Performance on PC has been a long-running sore spot. At launch, the game suffered from frame rate drops during heavy destruction sequences, memory leaks that caused stuttering over extended play sessions, and long loading times. While the removal of Denuvo anti-tamper technology in December 2025 improved things, older hardware still struggles when the explosions pile up. The game’s engine pushes hard during big chain reactions, and systems that handle the rest of the game smoothly can buckle under the most chaotic moments.
Vehicle handling is another common complaint. Cars, boats, and even some aircraft feel stiff and unresponsive compared to the fluidity of the wingsuit and grappling hook system. Given how good traversal feels on foot (or in the air), the contrast with vehicle controls is jarring. Most experienced players avoid ground vehicles entirely when possible.
The Sandbox Paradox
Just Cause 3 presents an interesting tension: its tools are brilliant, but the activities it asks you to use them for are not. The game gives you one of the most creative destruction sandboxes ever built and then fills it with objectives that rarely demand creativity. You can engineer an elaborate chain reaction to destroy an outpost, or you can just shoot everything with a rocket launcher. The result is the same either way, and the game doesn’t meaningfully reward one approach over the other.
This is why community opinions split so sharply on longevity. Players who bring their own fun, who set personal challenges, who experiment with tether physics for the sheer joy of it, report hundreds of hours of entertainment. Players who follow the game’s structure and complete objectives as presented tend to hit a wall somewhere in the second act, when the repetition becomes impossible to ignore.
Should You Play Just Cause 3?
If you want a pure destruction sandbox, something to load up for an hour of creative chaos without worrying about story or progression systems, Just Cause 3 remains one of the best options available. The wingsuit alone is worth the price of admission, and the destruction physics haven’t been surpassed by much in the years since release. Players who enjoy making their own fun in open worlds will find a lot of material to work with here.

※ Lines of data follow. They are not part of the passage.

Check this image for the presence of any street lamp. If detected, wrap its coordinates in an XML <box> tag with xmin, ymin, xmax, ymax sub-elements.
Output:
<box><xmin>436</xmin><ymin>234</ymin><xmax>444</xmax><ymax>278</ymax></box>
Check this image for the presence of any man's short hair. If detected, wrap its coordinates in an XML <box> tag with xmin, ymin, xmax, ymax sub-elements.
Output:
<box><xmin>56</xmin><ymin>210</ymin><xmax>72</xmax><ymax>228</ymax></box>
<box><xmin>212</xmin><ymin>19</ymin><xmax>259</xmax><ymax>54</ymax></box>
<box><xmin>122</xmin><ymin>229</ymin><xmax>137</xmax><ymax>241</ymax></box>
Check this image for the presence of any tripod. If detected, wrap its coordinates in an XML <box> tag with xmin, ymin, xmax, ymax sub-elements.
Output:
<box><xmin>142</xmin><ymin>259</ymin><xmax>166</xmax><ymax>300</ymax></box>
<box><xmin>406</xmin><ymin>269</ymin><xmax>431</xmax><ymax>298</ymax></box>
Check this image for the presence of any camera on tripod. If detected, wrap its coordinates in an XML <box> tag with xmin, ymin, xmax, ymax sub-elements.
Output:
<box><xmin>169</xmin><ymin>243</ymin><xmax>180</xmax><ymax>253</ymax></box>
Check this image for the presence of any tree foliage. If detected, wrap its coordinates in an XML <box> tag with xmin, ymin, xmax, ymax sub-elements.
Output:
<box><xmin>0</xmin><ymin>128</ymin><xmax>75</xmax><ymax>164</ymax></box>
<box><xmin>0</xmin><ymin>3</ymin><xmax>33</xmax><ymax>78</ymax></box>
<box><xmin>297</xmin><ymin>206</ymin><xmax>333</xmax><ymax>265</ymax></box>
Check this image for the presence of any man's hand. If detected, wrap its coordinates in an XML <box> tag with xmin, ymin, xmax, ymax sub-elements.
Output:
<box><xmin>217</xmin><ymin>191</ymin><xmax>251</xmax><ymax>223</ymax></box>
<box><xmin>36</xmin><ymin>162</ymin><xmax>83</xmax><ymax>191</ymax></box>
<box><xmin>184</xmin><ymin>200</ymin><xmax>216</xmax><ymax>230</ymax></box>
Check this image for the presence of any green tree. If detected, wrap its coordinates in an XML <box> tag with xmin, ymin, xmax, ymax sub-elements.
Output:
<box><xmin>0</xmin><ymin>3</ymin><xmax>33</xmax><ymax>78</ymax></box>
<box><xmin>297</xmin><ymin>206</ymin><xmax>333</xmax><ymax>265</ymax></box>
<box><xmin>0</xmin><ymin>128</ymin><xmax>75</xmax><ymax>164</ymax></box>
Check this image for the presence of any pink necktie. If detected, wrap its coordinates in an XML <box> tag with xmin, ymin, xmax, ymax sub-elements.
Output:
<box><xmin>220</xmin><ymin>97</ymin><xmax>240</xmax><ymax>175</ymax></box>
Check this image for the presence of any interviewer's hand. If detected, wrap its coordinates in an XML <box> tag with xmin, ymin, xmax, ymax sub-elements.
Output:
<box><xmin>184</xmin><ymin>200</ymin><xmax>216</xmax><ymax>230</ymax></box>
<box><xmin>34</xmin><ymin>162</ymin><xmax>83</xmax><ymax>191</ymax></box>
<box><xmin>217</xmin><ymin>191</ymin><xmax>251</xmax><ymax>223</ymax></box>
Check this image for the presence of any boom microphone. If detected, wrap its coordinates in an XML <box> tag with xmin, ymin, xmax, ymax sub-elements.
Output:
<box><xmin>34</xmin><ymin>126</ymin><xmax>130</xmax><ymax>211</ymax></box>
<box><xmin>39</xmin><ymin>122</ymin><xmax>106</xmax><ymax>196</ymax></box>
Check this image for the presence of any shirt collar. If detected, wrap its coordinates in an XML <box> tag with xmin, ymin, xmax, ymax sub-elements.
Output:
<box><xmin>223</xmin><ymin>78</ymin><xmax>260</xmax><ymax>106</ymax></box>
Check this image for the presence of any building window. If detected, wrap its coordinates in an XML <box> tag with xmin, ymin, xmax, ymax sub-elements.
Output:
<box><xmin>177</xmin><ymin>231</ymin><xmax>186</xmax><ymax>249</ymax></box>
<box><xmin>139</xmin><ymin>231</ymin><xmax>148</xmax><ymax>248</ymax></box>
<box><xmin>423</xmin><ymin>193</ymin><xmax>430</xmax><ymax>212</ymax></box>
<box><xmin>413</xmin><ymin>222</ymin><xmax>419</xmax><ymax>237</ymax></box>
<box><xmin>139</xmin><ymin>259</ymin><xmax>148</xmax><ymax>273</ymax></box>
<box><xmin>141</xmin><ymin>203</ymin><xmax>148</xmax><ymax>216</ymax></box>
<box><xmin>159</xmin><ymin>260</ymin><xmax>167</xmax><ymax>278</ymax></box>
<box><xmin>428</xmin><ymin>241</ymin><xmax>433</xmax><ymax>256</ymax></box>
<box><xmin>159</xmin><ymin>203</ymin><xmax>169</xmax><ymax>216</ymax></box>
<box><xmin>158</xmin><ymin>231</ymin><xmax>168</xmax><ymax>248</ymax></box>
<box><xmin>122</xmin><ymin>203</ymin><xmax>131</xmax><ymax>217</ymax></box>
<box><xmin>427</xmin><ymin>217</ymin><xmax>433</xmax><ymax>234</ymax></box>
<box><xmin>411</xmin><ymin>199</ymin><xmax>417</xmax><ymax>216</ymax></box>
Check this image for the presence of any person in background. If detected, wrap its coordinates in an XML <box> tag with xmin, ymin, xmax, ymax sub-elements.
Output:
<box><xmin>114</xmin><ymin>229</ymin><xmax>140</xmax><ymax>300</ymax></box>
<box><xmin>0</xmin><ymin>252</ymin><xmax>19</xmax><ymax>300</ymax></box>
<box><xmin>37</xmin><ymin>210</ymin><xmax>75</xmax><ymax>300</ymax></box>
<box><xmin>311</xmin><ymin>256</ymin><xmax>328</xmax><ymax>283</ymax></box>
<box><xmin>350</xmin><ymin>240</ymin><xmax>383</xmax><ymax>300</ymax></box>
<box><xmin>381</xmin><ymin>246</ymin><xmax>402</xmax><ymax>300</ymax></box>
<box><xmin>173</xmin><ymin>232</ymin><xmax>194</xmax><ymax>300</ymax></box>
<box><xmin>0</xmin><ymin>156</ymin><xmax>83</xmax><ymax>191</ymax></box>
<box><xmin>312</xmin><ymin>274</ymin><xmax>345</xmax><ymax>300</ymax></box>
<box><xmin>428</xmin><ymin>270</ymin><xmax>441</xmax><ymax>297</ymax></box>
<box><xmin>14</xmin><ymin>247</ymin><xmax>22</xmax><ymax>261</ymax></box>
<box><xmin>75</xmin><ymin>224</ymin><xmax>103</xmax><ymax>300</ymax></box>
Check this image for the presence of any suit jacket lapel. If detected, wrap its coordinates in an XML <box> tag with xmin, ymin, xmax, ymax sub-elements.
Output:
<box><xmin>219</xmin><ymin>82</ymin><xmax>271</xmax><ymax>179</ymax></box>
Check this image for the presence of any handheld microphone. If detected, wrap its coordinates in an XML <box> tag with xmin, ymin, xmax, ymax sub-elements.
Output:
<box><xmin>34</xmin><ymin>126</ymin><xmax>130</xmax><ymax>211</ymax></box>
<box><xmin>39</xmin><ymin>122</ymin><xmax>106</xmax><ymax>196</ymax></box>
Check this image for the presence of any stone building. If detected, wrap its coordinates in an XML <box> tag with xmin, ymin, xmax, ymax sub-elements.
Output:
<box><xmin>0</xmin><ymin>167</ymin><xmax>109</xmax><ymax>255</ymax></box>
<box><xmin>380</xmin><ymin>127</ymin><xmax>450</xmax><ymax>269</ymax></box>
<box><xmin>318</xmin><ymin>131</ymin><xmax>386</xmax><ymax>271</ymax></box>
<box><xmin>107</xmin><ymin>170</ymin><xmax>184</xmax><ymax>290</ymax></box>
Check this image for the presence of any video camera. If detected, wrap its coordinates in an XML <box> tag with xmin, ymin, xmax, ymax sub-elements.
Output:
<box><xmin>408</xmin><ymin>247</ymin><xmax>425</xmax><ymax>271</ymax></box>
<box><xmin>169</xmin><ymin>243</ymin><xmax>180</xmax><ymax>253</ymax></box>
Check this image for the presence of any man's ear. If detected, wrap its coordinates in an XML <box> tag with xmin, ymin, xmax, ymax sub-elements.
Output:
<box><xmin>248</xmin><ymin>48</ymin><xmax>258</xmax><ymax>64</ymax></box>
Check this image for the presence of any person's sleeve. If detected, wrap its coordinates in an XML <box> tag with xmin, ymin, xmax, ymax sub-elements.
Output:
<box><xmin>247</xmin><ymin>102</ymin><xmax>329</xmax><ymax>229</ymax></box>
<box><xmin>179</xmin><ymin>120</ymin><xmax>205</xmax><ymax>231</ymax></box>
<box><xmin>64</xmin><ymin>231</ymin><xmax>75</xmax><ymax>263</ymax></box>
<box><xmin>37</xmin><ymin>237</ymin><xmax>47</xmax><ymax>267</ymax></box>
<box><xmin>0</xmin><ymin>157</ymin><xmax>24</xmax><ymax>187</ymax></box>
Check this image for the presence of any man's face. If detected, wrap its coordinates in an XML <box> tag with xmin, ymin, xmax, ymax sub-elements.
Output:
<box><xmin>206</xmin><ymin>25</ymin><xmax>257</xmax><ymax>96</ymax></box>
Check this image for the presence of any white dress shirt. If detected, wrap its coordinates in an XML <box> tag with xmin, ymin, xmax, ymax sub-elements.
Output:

Skip it if you need strong mission variety, a compelling narrative, or tightly designed content to stay engaged. The game’s structure doesn’t evolve much past the first few hours, and if the sandbox freedom doesn’t hook you early, more time won’t change that. Players who bounced off other open world games for feeling repetitive will likely hit the same wall here, just with better explosions along the way.
The Verdict on Just Cause 3
Just Cause 3 delivers some of the most satisfying destruction and traversal mechanics in any open world game, but repetitive mission design and a forgettable story hold it back from greatness. The wingsuit and grappling hook system is a genuine achievement in game design, and the destruction physics remain a benchmark for the genre. It’s a fantastic sandbox toy that works best in short, chaotic sessions rather than marathon playthroughs. If you can meet it on those terms, there’s a lot of fun to be had on Medici.